第16話 ウルバヌ村
~前回のあらすじ~
行軍中、カイパードロップ辺境伯の思惑をしる。夜になりゴブリンの大群と遭遇、戦闘になった!
ゴブリンとの戦闘から約2週間後。やっとウルバヌ村手前まで進軍することができた。
あの夜は偶然ゴブリンロードが複数いる大群と接敵してしまったらしい。
犠牲者は10人前後ですんだが彼らの目的は軍事用物資の略奪にあったようで一部の食料等を奪われた。
俺やアーリィ子爵がゴブリンロードを倒したので奴らは途中で撤退し、被害は最小限に抑えられたものの、数日物資の補充に時間をとられた。
その上重装な歩兵も多いので進軍にかなりの時間が掛かってしまったというわけだ。
進軍して疲労が溜まっているのでいきなり攻撃を仕掛けるようなへまはしない。
ウルバヌ村の2キロほど手前――南門近くにて陣地を築く。
手始めに地面を平らに変形、その上に鉄や石材で骨格を作り土魔法で覆っていった。
最初に鉄の棒を一定間隔で地面に突き立てていく。
魔法で地中に埋め込ませる形なので楽っちゃ楽だが、鉄の棒を指定の位置まで運ぶ必要があるため人手は必要だ。
石材に関しては魔術師達が付近の土塊から生成した。
「ヒデキ、この鉄の棒の上と間に石のブロックを並べなさい。溶接するから」
「こんな感じか?」
「ええ。ありがとう」
棒の上に置かれたブロックには棒を突き刺し、その後他のブロックと連結させる。
こうすれば外部から強い衝撃を加えられても崩壊し辛くなるそうだ。
なるほど、確かにブロックをそのまま積み上げるよりも土台がしっかりするだろう。
結果として黒みを帯びた立派な要塞が一晩で出来上がった。
ウルバヌ村の街門に平行になるよう建設された細長い長方形の建物で、監視用の高台が至る所に設置されている。

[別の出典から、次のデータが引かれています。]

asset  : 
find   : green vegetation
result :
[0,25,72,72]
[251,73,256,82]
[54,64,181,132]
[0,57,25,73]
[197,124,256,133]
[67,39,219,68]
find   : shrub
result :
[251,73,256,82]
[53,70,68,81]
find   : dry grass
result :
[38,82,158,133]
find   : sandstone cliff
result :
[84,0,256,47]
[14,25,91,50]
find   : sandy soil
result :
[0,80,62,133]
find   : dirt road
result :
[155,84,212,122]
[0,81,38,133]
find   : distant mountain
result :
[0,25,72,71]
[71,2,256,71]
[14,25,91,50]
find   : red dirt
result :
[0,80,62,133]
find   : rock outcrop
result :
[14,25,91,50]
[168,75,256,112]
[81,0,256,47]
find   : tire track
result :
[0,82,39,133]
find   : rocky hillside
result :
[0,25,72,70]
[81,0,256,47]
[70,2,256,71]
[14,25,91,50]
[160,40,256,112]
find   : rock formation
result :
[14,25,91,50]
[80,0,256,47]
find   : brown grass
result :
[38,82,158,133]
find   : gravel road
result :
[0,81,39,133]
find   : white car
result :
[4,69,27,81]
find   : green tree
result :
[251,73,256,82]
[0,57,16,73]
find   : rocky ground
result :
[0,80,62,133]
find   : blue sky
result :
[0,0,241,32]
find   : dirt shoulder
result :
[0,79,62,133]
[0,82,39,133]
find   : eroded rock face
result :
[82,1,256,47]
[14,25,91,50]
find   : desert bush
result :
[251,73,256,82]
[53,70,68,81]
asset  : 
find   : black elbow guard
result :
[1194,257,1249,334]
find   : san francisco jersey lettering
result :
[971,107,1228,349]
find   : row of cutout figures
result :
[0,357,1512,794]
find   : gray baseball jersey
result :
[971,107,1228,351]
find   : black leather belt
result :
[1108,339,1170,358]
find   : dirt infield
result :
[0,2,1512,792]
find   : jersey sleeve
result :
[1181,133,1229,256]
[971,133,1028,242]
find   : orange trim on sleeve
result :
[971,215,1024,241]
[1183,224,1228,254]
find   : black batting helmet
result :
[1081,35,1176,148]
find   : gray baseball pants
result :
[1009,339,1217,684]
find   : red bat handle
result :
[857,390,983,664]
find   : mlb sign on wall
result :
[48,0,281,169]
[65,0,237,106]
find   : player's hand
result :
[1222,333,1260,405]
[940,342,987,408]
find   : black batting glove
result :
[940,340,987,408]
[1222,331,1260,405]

軽く叩いてみたがびくともしない。これだけ丈夫なら早々崩壊する事はないだろう。
ウルバヌ村は30メートルはあるであろう巨大な白い壁に囲まれた広大な土地だった。
村の入り口から約2キロ離れているが、視界の端から端まで見渡す限り壁に覆われている。
村だと聞いていたが下手したらサラゴサよりも面積自体はあるんじゃないだろうか。
要塞建設中に攻撃される事は無かったが壁の前には陣地が築かれ、幾つもの人影が映っている。
しかし今日は見張り番が休みなので早々に寝てしまう事にした。いつ戦闘が起きてもいいよう今のうちに睡眠をしっかりとっておきたい。
従軍中は流石に夢の世界には行っていない。残念だが魔力や気力は温存すべきである。
肉体労働をして少しばかり疲れていたのか、瞼を閉じると幾ばくの時間もたたずに深い眠りへと誘われていった。
◆❖◇◇❖◆
カンッ!カンッ!カンッ!
金属同士を強く打ち付けたような、けたたましい騒音により眠りから目覚める。
空を見上げると朝日が黄色く優し気な光を地上に向けて放射していた。
ウルバヌ村の上空は薄い緑色の膜に覆われている。
バァンッ!バァンッ!
砲音も時折聴こえてくる。
花火の火薬が燃えたときのような、硝煙の匂いも漂ってきた。
「きっと敵襲だわ」
「おそらくな。ラルフの下に向かおう!」
急いで指定された集合場所に行く。本来であれば直ぐに隊列を組めるよう指揮官の傍にて待機するはずが、部屋が満員になったせいで少し離れた場所で寝ていたからだ。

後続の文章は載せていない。